ISAAC-III questionnaire also assesses the factors associated with allergic diseases in pediatric populations (i.e., acetaminophen use, fast food consumption, exercise, smoking exposure, pet-owning).24,26 We applied this Spanish version of the ISAAC-III questionnaire as all these questions were validated prior.24
Statistical analysis
The statistical analysis was performed using Stata16MP. The significance level for the comparisons was priorly established as 5%. In the descriptive analysis, absolute and relative frequencies were calculated for the qualitative variables. Conversely, for the quantitative variables, central tendency measures (average and median) were estimated. For the dispersion measures, standard deviation and interquartile range were calculated along with maximum and minimum values. Height and weight were extracted from the clinical database of the FSFB. The body mass index (BMI) was adjusted by age group and sex according to World Health Organization standards.27 A multivariate analysis based on a logistic regression model was made to identify the variables associated with AR and CARAS. These variables were included in the model considering biological plausibility and statistical associations with a P < 0.2. Odds ratio was converted into prevalence ratio (PR).28,29 Finally, the diagnosis of the models was performed using linearity and goodness-of-fit tests, assessment of collinearity, evaluation of deviance residuals, and leverage points.
Results
A total of 416 adults aged 18–68 years were included, of which 71.4% were females. Overall, 65.1% of the population belonged to a middle-income socioeconomic status, and 31.5% of the total population was overweight or obese. Up to 32.7% of the population remained in immunotherapy treatment for at least 6–12 months. The baseline demographic characteristics of the study population are described in Table 1.

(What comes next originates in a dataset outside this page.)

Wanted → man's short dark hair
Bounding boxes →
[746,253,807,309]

Table 1 Baseline demographic and clinical characteristics of the study population.
| Variables | n = 416 | |
|---|---|---|
| n | % | |
| Sex, Female/Male | 297/119 | 71.4/28.6 |
| Age in years* | 33.8 (12.4) | 31.6 (22.7–42.3) |
| Age group | ||
| 18–40 years old | 296 | 71.2 |
| 41–60 years old | 104 | 25.0 |
| More than 60 years old | 16 | 3.8 |
| Socioeconomic status | ||
| Low-income levels | 123 | 29.6 |
| Middle-income levels | 271 | 65.1 |
| High-income levels | 22 | 5.3 |
| Educational level | ||
| None | 7 | 1.7 |
| Primary education | 23 | 5.5 |
| Secondary education | 101 | 24.3 |
| Technical degree | 67 | 16.1 |
| Higher degree/Education | 171 | 41.1 |
| Other | 46 | 11.1 |
| No data | 1 | 0.2 |
| Mother’s educational level | ||
| None | 9 | 2.2 |
| Primary education | 107 | 25.7 |
| Secondary education | 115 | 27.6 |
| Technical education | 80 | 19.2 |
| Higher education | 79 | 19.0 |
| Other | 21 | 5.0 |
| No data | 5 | 1.2 |
| Father’s educational level | ||
| None | 11 | 2.6 |
| Primary education | 107 | 25.7 |
| Secondary education | 97 | 23.3 |
| Technical education | 69 | 16.6 |
| Higher education | 97 | 23.3 |
| Other | 21 | 5.0 |
| No data | 14 | 3.4 |
| Weight in kg* | 38.6 (11)* | 62 (55–70)* |
| Height in cm* | 163 (8.9)* | 163 (140–169.5)* |
| BMI** | 23.8 (1.3) | 23.5 (21.5–25.9) |
| BMI score classification** | ||
| Underweight | 23 | 5.5 |
| Normal weight | 262 | 63.0 |
| Overweight | 104 | 25.0 |
| Obesity | 27 | 6.5 |
| Exercise frequency per week | ||
| Occasionally or none | 167 | 40.1 |
| 1 to 2 times per week | 135 | 32.5 |
| 3 or more times per week | 113 | 27.2 |
| No data | 1 | 0.2 |
| Smoking | 18 | 4.3 |
| Parents or siblings with | ||
| Allergic rhinitis | 238 | 57.2 |
| Atopic dermatitis | 138 | 33.2 |
| Current exposure to pets | ||
| Dog | 129 | 31.0 |
| Cat | 63 | 15.1 |
| Frequency of acetaminophen use during the last year | ||
| Never | 30 | 7.2 |
| Less than 4 times per year | 156 | 37.5 |
| More than 4 times per year | 230 | 55.3 |
| Length of immunotherapy | ||
| Less than 6 months | 138 | 33.2 |
| 6–18 months | 136 | 32.7 |
| 18–36 months | 115 | 27.6 |
| 36–48 months | 13 | 3.1 |
| More than 48 months | 14 | 3.4 |
*Values are expressed in Mean (SD) and Median (p25–p75)
**WHO categories (BMI: Body Mass Index)
About the SPT sensitization results, the most frequent allergens were house dust mites (64.18%): 49.03% were positive for both D. pteronyssinus and D. farinae, and 28.61% for B. tropicalis. Excluding house dust mites, the most frequent allergens were dog hair (31.01%), cat hair (15.1%), grasses (15.9%), and food (15.9%).
Frequency of allergic diseases
Overall, 39.9% of the population presented with exclusive AR. AR was frequently found in comorbidity with asthma (CARAS: 18.9%) and AD (24.3%). The combination of the three allergic diseases was found in 15.63% of the population. These results are shown in Figure 1 and Table 2.
Figure 1 Frequency of allergic diseases in the study population.
Table 2 Frequency of allergic diseases in the study population.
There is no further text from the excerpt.